To understand why it has felt like a comeback, though, we need to look into how the purpose of signet rings has changed somewhat, and how the ownership of a ring has transitioned from a necessity to a particularly stylish choice.
Why Did We Ever Use Signet Rings?
Before the development of ink stamps and signatures as a seal of authenticity, signet rings were essential for demonstrating identities, loyalty and status, as the face of the ring could be imprinted into wax as a proof of identity on a tamper-proof seal.
This was initially seen in Ancient Egypt and would continue to be used in Ancient Greece and especially the Roman Empire, where the practice would become remarkably widespread.
Unlike a lot of Roman traditions and technologies, however, the fall of the Roman Empire did not precipitate the end of the signet ring.
Following the Norman Conquest, signet rings began to be used more commonly, being widely available to most people by the middle of the 13th century and seeing a significant revival period thanks to the Greek and Roman-inspired Renaissance.

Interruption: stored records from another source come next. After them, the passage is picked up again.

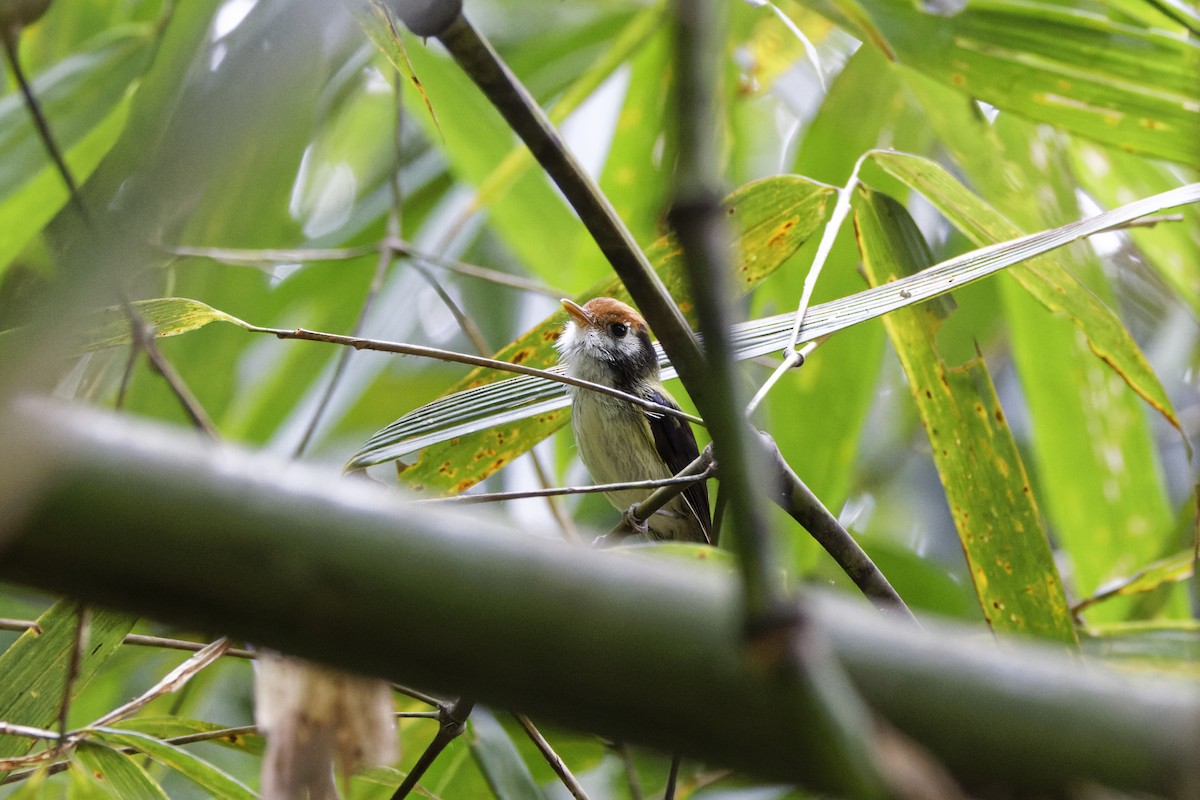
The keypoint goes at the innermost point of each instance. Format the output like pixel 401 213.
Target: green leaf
pixel 498 758
pixel 119 773
pixel 1171 248
pixel 1043 277
pixel 168 727
pixel 466 415
pixel 977 459
pixel 35 666
pixel 214 781
pixel 85 103
pixel 1127 85
pixel 775 217
pixel 531 216
pixel 1159 645
pixel 1179 566
pixel 167 316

This was in some respects the peak of their functional use, as they were not only needed for identification purposes but started to become more intricate, more detailed and more decorated.
Whilst Greek signet rings would often use a precious stone as the base for the insignia or design, Renaissance signet rings would either use more intricate etching, add precious stones on the sides of the ring, or some combination of the two.
The End Of Necessity
The wax seal and signet ring had remarkable staying power as a symbol of authenticity and authority in official correspondence, in part because the ring itself became a symbol of authority and social status beyond its use.
However, there would be a point at which usefulness would come to an end, and it is believed that the Industrial Revolution and its effects on both mass-market jewellery production and mass communication led to the end of the practical use of the wax seal in all but ceremonial contexts.
Stamps, both of the ink and letter variety, would be used in the postal service, whilst the increase in literacy meant that the signature became the standard for authenticating personal letters.
Signet rings still existed but became borderline keyfobs or stamps, heirlooms ornately decorated with the regalia of aristocracy and disappearing from little fingers in favour of other forms of jewellery.
The Rise Of Choice
By the 21st century, however, following nearly a century of relative dormancy, the signet ring came back as a major fashion choice, both in a more subtle, minimalist form and with a level of ostentation not seen since the peak of the Renaissance.
There is a nostalgic element, and signet rings are still used for their original purpose, simply to preserve time-honoured traditions. However, signet rings are also used to forge new ones.
Part of this is the rise of bespoke jewellery more broadly, as advances in computer-aided design mean that prototyping new pieces is much easier than it ever has been before, and a skilled maker can design a signet ring to almost any reasonable specifications.
Alongside this is the rise of stealth wealth fashion culture, where there is a focus on more subtle displays of sophistication and affluence.
A signet ring is a symbol of power and wealth that fits in this new jewellery world far better than a bracelet or a chunky necklace. It says so much about a person in such a small piece of precious metal.
The popularity of shows and films about high-ranking or aristocratic families, such as Succession, The Crown, Bridgerton, and especially Saltburn, has introduced the design and everything that it means to a whole new generation that has eagerly embraced it.
This stands in sharp contrast to a previous era barely two decades ago, where the most visible non-political, non-royal figures to wear a signet ring were pop singer James Blunt and several of the villains from the James Bond franchise.